— Я предлагаю Двенадцатый маневр, — сказал он, цинично подмигивая.
— Да, — сказала она, — я вспомнила, как он рассказывал, представьте себе, о встрече с существом, очень напоминавшим Странника отца Гарланда.
— Что вы говорите? — сказал я, глядя на приплясывавшего у нее за спиной профессора.
— Именно так, — сказала она, — и я вспомнила, он рассказывал, что то существо сказало им название рая.
Флок сказал мне:
— Смотри, Клэй, вот как я умер.
Я увидел поднимающиеся вокруг него испарения, и в комнате запахло серой. Выронив заступ, профессор схватился руками за горло. Лицо покраснело, потом стало иссиня-багровым, язык вывалился изо рта, глаза вылезали из орбит.
— Вено, — сказала Арла.
Профессор упал на нее, голова девушки прошла сквозь его бестелесную грудь. Я вскочил, чтобы столкнуть с ее плеч тяжесть его тела. В тот же миг галлюцинация исчезла, и я оказался стоящим над девушкой с протянутыми руками.
— Я реагировала примерно так же, — улыбнулась Арла.
— Любопытно, — повторил я и непринужденно опустился на место, стараясь скрыть волнение.
Незваные гости больше не прерывали наш ужин.

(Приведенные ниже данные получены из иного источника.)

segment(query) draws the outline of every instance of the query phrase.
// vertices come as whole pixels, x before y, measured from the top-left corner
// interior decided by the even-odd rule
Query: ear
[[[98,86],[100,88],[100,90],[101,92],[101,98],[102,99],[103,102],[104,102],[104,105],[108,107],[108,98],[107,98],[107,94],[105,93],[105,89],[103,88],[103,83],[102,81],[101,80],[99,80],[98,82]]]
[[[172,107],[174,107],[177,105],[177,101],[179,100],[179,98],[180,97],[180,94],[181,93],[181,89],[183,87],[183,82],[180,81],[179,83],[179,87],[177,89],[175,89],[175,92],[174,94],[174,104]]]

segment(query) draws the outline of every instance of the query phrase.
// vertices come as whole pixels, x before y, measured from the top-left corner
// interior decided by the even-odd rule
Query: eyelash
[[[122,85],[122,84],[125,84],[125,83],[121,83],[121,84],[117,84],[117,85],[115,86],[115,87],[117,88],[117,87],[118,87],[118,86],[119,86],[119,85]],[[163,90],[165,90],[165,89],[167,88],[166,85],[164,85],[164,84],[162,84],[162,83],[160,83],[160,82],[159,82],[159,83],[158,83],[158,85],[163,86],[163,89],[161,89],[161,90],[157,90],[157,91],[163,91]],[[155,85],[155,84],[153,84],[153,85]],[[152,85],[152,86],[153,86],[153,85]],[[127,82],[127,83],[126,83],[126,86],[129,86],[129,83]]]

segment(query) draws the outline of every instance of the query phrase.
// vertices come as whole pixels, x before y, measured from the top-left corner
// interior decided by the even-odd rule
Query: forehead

Закончив, Арла встала и с бокалом в руке отошла к окну. Она взглянула на желтый диск луны и спросила:
— Как вы считаете, мы уже видели преступника или его очередь наступит завтра?

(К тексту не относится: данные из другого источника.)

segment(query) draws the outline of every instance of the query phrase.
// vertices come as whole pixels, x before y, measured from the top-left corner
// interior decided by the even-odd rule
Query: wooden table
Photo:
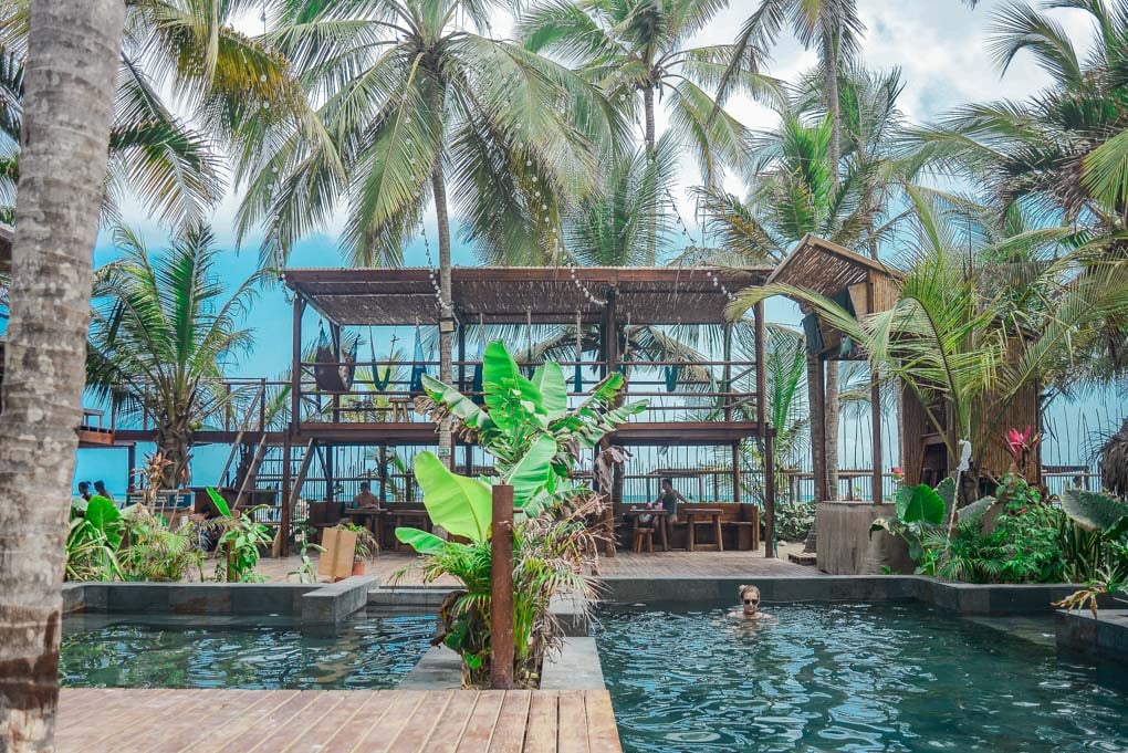
[[[623,511],[623,517],[632,519],[631,529],[638,528],[638,520],[643,515],[654,516],[654,528],[658,529],[658,539],[662,544],[662,551],[670,551],[670,519],[667,516],[666,511],[661,507],[629,507]]]
[[[716,550],[724,551],[724,539],[721,538],[721,508],[720,507],[682,507],[681,512],[686,516],[686,522],[689,528],[689,543],[686,544],[686,549],[689,551],[696,551],[697,541],[694,531],[702,523],[712,523],[713,532],[716,535]],[[708,520],[697,520],[697,519],[708,519]],[[712,544],[710,544],[712,547]]]
[[[363,525],[371,531],[372,535],[376,537],[376,542],[384,547],[384,514],[386,512],[382,507],[356,507],[346,510],[345,514],[358,525]]]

— Пока рано делать выводы. Вспомните, Двенадцатый маневр требует обследования всего населения.
— Расскажите мне об Отличном Городе, — попросила она.
— Хрусталь, розовый коралл и увитые плющом балюстрады. Просторные сады и широкие проспекты.
Город — порождение разума Создателя, Драктона Белоу. Рассказывают, что он учился у гениального Скарфинати, изобретателя непревзойденной мнемонической системы. Тот возводил в сознании дворец, а затем наполнял и украшал его идеями, посредством мистического символизма преображенными в предметы. Желая вспомнить что-либо, нужно было отыскать во дворце нужную вещь — вазу, картину, витраж, — и перед вами разворачивалось воспоминание. Юный Белоу был настолько любознательным, что дворец оказался для него тесен: его познания требовали строительства целого города. Ко времени своего прибытия в Латробию двадцатилетний юноша уже видел мысленным взором каждый камушек столицы, завиток на фасадах. Говорят, он шептал что-то ухо нанятым для строительства рабочим, и с той минуты они трудились подобно счастливым автоматам, не зная усталости до самой смерти, причем каждый точно знал свою работу. Город был выстроен еще моего рождения, в столь краткий срок, что это представляется не менее чудесным, чем самое его совершенство.